Shaping attitudes the Danish way: free kayaking in return for picking up waste

Protecting our waters against pollution is in all our interests. It is no accident that an increasing number of initiatives are trying to engage society at large in taking part in the protection of the environment. The Danish NGO GreenKayak, for instance, offers free kayaking in locations around Northern Europe and all they ask in return is that kayakers should pick up waste they find in the water along the way.

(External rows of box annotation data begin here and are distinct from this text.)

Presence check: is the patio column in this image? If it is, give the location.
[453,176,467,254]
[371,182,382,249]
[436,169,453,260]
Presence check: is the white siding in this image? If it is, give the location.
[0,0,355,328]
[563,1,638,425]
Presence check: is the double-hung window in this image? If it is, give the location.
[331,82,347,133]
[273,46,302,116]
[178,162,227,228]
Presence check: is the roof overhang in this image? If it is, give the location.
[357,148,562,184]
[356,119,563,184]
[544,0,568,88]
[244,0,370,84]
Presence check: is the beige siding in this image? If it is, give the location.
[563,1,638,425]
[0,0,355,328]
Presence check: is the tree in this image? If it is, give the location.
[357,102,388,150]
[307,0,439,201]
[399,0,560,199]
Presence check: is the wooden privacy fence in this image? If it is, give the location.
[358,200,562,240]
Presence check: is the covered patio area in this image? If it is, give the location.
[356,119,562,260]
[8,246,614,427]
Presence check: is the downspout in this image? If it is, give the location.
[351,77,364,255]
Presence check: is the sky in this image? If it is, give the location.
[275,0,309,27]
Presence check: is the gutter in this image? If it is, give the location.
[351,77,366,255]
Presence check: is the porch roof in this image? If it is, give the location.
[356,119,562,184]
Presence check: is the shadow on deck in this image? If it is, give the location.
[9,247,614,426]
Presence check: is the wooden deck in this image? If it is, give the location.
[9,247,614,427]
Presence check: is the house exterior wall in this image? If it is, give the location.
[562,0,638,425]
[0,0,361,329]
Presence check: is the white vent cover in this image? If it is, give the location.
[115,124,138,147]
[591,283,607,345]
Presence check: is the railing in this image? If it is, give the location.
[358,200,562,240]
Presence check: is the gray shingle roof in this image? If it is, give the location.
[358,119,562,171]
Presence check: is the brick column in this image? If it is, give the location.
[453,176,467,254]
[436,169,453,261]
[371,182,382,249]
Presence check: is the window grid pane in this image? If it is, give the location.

In addition to Denmark, GreenKayak has other locations in cities in Ireland, Germany and Norway, too, where locals and tourists can discover waterways for free, and even get to locations that would be very difficult to reach any other way.

You can go kayaking free of charge in exchange for picking up waste, so in many European cities we can now do something for the environment on the water Photo: Facebook/GreenKayak

All the participants need to do while out kayaking is to pick up the waste they find in the water, and to post about their adventure afterwards on social media, so as to let more and more people know about this great opportunity.

„The NGO GreenKayak is an environmental initiative aimed at reducing the amount of waste in aquatic environments – locally and globally – through knowledge sharing, dissemination, networking and interacting activities…”

This is one of the slogans of GreenKayak, an organisation that has numbers to prove its success. Since 2017, more than a thousand volunteers have collected over 10 tonnes of waste in the ports of Copenhagen and Aarhus, and, thanks to their expansion, those numbers keep growing.

The kayaks are two-seaters, so environmentally conscious kayaking can be a great idea for couples,
but this alternative form of touring the cities is also a lot of fun in groups. Users always wear life vests, and a plastic barrel is provided in the middle for collecting the waste they find. In addition to kayaking, the initiative can also be supported with donations or buying a membership card, which contribute to further development and expansion of the scheme.